What are the symptoms?
This depends on where the blockage is and how much is blocked. But, because of the blockage, the small intestine and stomach before the obstruction will swell. Symptoms may include:
- Dehydration. The normal function of the small intestine is to absorb the liquid and food we eat.
- Abdominal pain, usually crampy in nature, may come in waves every several minutes
- Swelling and bloating of the abdomen. It may feel hard to the touch.
- Inability to pass a bowel movement or gas. It takes 12-24 hours for the colon to completely empty after the onset of obstruction.
How is it diagnosed?
Blood tests to evaluate the level of dehydration and pictures of your abdomen. This may include x-rays or a CT scan.

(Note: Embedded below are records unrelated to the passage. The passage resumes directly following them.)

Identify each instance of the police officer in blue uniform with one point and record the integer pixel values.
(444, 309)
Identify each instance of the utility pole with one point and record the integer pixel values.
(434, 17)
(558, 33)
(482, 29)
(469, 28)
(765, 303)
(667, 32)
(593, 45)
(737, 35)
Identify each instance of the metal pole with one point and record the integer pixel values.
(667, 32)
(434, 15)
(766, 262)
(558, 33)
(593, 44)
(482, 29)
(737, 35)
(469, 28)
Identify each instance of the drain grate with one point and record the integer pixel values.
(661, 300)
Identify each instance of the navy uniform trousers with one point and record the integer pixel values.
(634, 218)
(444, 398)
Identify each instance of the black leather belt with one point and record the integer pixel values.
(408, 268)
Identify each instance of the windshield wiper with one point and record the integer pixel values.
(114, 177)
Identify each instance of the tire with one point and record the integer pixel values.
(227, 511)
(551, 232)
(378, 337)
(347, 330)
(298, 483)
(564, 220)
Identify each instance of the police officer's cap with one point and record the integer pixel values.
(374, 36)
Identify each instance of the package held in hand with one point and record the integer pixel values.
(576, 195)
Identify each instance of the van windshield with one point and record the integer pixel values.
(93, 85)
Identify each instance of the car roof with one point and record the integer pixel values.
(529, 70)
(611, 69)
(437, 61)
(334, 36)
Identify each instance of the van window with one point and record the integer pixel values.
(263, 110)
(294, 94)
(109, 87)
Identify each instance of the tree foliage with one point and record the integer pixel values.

You will be monitored frequently to make sure there are no signs that the intestine's blood supply is cut off (strangulation). This is possible if the intestine swells and if blood flow is not restored, the intestine can die and lead to many problems.
How is it treated?
In the hospital, you will be given fluids through an IV and your urine output will be monitored to make sure you are not dehydrated. A nasogastric (NG) tube may be placed. This is a small tube placed down your nose, through your throat, and into your stomach to suck up fluid. Not only may this reduce vomiting by clearing the stomach of fluid and air, it may also improve your comfort level. If your intestine is only partway blocked, you may need no treatment and it will get better on its own. Sometimes people will need surgery; this often happens if you do not improve after a period of observation, if you never have had abdominal surgery, or if closed-loop (the intestine can be obstructed in two locations so there is no outlet from the front or end), or strangulation is suspected. Surgery will remove the blockage and any parts of the intestine that are dead. After the dead part is removed, either the healthy tissue will be reconnected or if this cannot be done right away, part of your intestine will be connected to a stoma (small hole on your abdominal wall), and a bag will be attached to your skin. A surgery may then be performed later to reattach the two portions of intestine.
When the obstruction is resolved, typically there is decreased distension of the abdomen, you will pass stool or gas and the NG tube will have less output. If the obstruction has clearly resolved, the NG tube can be removed.